Pediatric Cancer Predisposition Program: What to Expect

Identifying the best course of action for your child starts with understanding more about his or her unique situation.

Genetic counseling and genetic testing

Depending on what kind of testing your child has already had, you may start by meeting with our genetic counselor. The genetic counselor may recommend genetic testing.

Your child’s doctor may have referred your child for genetic counseling and testing because:

• Your child has a cancer that might be inherited, such as retinoblastoma, adrenocortical carcinoma, pheochromocytoma/paraganglioma, pleuropulmonary blastoma, and medullary thyroid carcinoma.
• Your child or a close family member has an early-onset tumor, such as rhabdomyosarcoma, at a young age.
• Your child does not have cancer, but has a genetic condition that increases his or her risk of developing cancer in the future.
• A close family member has a genetic condition that increases their risk of developing cancer, and you want to know if your child has the same condition.
• A close family member has had more than one tumor, or multiple family members on the same side of the family have had cancer.

After reviewing this information, the genetic counselor will discuss appropriate genetic testing for your child. Most genetic counseling visits are 30 to 60 minutes long.

After the genetic test results have arrived, which may take several weeks, the genetic counselor will review the results with you. Depending on the test results, your child may benefit from longer-term care from oncology and genetics experts.

Oncology and genetics specialists working together

Once your child has been diagnosed with a cancer predisposition syndrome, we can care for your child in our multidisciplinary clinic. During your first visit, you may meet with several providers, such as a pediatric oncologist, nurse practitioner, and genetic counselor. The team will review your child’s medical history and your family’s history for things such as:

• Diagnosis of cancer or tumors at an early age.
• Tumors on both sides of the body.
• More than one tumor.
• Many family members on the same side of the family, like aunts, uncles, and grandparents, with a history of cancer.

It’s helpful to gather this family history before your child’s appointment and input it into an online questionnaire you will receive in advance.

Depending on your child’s unique situation, our genetic counselor and pediatric oncologist may recommend certain screening or tests, such as a blood test, ultrasound, or MRI, to help us monitor your child’s health and catch any cancer early on—improving our ability to treat it. We can also help coordinate care with other specialties if needed, including endocrinology, gastroenterology, surgery, psychology, and more.
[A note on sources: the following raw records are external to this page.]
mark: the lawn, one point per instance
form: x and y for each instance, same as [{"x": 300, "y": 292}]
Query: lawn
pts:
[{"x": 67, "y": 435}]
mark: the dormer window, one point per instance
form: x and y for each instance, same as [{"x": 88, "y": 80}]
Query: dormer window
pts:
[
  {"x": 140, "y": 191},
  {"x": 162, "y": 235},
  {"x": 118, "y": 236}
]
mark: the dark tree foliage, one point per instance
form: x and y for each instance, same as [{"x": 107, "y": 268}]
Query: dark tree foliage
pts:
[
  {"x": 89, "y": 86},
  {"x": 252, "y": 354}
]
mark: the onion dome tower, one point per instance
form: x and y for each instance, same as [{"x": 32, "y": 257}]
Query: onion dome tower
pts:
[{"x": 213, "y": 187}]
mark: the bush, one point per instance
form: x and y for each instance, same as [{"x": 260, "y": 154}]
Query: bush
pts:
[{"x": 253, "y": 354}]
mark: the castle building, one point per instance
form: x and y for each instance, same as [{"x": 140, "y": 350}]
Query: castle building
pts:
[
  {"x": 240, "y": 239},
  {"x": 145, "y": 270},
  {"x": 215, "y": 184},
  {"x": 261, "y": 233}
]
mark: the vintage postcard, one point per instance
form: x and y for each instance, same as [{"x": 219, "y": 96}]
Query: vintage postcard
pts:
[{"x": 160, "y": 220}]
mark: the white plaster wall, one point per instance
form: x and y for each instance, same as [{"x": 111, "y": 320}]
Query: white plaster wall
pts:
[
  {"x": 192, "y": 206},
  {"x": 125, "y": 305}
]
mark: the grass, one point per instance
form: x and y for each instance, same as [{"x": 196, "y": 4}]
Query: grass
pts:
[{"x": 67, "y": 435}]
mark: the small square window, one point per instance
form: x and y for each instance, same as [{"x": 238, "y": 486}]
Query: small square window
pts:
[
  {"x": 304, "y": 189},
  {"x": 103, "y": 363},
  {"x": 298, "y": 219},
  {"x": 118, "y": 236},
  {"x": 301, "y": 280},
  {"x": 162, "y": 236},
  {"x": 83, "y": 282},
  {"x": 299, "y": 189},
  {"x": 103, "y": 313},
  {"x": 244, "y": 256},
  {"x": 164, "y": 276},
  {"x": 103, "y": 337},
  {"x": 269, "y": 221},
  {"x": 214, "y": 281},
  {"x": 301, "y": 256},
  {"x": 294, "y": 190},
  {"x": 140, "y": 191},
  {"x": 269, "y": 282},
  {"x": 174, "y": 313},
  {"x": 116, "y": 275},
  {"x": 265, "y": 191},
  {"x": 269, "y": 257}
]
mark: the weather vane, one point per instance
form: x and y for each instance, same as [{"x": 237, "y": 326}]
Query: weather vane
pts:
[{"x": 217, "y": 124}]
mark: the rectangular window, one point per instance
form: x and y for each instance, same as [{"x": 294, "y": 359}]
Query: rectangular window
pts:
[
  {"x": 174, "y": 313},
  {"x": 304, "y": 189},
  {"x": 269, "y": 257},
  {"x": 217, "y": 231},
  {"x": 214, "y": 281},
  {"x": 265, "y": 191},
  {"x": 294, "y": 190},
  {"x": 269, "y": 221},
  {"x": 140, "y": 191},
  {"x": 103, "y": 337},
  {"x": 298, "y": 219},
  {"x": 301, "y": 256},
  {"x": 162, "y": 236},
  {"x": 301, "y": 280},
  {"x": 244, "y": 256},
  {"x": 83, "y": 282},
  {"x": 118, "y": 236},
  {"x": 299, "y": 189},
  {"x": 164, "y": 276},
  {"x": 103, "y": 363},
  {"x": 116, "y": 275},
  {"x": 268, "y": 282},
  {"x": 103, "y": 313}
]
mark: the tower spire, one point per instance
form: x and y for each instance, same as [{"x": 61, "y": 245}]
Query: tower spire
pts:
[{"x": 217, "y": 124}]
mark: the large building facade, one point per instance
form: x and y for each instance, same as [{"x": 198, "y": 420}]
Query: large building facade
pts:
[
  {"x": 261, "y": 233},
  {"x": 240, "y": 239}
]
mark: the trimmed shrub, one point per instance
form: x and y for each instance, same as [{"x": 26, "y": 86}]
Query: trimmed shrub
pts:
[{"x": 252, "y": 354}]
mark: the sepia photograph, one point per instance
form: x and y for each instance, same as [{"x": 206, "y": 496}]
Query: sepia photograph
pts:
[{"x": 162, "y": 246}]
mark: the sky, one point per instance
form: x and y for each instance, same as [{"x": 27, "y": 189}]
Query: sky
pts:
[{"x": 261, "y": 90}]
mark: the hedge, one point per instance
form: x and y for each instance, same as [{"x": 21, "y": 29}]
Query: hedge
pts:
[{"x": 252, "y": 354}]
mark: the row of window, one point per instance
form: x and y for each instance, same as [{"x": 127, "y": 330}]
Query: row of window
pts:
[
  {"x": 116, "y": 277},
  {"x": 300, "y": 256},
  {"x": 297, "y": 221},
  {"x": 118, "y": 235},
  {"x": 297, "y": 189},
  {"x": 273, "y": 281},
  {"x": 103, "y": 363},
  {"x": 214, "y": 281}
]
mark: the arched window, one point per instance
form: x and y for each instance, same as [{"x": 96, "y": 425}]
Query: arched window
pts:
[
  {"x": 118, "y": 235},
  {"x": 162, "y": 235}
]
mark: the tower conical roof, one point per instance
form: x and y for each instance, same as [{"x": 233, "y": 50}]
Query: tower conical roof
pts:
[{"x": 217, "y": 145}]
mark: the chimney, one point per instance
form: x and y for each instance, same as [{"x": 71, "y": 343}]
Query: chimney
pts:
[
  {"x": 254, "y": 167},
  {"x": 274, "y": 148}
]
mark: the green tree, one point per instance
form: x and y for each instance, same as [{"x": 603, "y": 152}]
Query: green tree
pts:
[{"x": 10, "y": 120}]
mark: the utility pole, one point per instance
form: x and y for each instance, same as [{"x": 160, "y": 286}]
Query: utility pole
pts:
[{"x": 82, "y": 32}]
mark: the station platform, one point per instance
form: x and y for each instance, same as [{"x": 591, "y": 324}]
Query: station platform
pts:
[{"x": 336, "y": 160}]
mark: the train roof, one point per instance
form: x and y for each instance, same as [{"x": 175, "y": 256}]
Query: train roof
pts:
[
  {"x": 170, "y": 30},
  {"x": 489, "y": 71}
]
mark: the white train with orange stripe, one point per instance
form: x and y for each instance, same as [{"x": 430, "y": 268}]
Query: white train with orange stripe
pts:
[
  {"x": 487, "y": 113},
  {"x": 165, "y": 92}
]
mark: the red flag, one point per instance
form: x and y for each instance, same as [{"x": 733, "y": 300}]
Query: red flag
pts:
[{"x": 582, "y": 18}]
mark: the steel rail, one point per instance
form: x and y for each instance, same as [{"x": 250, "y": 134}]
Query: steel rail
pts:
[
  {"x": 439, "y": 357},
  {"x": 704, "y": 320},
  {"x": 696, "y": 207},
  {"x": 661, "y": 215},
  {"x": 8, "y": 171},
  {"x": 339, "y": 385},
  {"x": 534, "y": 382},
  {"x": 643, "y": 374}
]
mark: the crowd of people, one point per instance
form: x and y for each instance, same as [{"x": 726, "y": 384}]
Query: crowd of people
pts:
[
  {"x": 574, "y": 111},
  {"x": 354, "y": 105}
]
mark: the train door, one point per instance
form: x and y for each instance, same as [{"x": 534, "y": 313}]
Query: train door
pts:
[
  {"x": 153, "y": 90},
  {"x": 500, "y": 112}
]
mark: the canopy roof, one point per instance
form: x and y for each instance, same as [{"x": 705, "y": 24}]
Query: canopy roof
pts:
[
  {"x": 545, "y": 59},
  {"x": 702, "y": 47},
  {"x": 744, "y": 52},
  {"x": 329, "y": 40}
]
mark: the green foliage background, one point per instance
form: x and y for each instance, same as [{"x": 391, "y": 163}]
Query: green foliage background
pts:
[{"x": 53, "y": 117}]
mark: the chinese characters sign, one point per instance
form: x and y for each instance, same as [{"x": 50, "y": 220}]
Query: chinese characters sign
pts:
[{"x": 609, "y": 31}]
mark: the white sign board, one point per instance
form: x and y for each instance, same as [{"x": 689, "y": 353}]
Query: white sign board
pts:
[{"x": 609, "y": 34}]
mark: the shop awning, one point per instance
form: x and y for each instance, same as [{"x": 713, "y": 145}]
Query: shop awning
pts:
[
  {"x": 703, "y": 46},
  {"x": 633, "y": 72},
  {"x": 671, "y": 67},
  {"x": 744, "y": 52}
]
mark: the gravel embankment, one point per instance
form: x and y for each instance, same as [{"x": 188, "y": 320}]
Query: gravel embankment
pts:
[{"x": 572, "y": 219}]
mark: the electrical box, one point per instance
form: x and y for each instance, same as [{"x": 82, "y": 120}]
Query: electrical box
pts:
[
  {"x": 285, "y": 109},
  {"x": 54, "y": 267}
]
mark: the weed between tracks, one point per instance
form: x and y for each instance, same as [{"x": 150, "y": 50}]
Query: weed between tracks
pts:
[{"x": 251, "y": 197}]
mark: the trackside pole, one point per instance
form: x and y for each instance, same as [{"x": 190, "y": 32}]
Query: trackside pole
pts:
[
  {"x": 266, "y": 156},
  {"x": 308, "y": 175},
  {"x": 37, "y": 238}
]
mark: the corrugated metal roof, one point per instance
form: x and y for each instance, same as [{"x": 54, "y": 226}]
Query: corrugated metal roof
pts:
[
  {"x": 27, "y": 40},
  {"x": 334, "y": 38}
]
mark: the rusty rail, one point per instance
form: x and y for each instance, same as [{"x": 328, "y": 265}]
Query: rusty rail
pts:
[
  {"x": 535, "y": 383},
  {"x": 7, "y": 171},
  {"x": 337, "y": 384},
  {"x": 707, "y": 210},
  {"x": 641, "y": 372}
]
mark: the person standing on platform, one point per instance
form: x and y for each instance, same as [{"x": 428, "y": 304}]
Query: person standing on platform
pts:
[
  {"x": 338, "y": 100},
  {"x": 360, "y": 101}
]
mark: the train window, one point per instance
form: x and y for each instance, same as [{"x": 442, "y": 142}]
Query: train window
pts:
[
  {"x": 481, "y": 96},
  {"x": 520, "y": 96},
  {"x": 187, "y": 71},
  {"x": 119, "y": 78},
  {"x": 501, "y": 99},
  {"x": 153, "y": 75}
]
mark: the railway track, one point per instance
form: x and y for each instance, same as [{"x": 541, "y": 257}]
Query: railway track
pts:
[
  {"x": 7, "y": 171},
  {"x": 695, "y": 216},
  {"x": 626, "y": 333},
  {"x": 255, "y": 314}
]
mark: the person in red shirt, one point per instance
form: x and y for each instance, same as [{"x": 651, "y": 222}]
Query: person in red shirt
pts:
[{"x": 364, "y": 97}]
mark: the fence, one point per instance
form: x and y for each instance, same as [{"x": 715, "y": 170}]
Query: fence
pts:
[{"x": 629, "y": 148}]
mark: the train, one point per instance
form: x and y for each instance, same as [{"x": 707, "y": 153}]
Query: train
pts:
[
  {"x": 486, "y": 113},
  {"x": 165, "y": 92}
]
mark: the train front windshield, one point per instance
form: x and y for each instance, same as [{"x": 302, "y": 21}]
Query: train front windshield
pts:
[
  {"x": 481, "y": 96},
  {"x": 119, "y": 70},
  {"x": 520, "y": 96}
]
In addition to testing, it’s important to meet with our team periodically because information on cancer genetics is quickly changing. It’s also important to talk with your genetic counselor if your family history information changes over time.

Many patients may benefit from some form of screening or monitoring for many years. When the time is right, we will work closely with your family and our colleagues at Stanford Health Care to transition your child’s care to adult specialists.

How to prepare for your child’s visit

You can prepare for your child’s visit by bringing:

• Any questions you may have.
• Copies of your child’s medical records.
• Copies of already completed genetic test results or any genetic test that family members may have had in the past.
• As much family history information as possible—for example, what type of cancer someone had and how old they were when they were diagnosed. You may be asked to fill out this information before your appointment.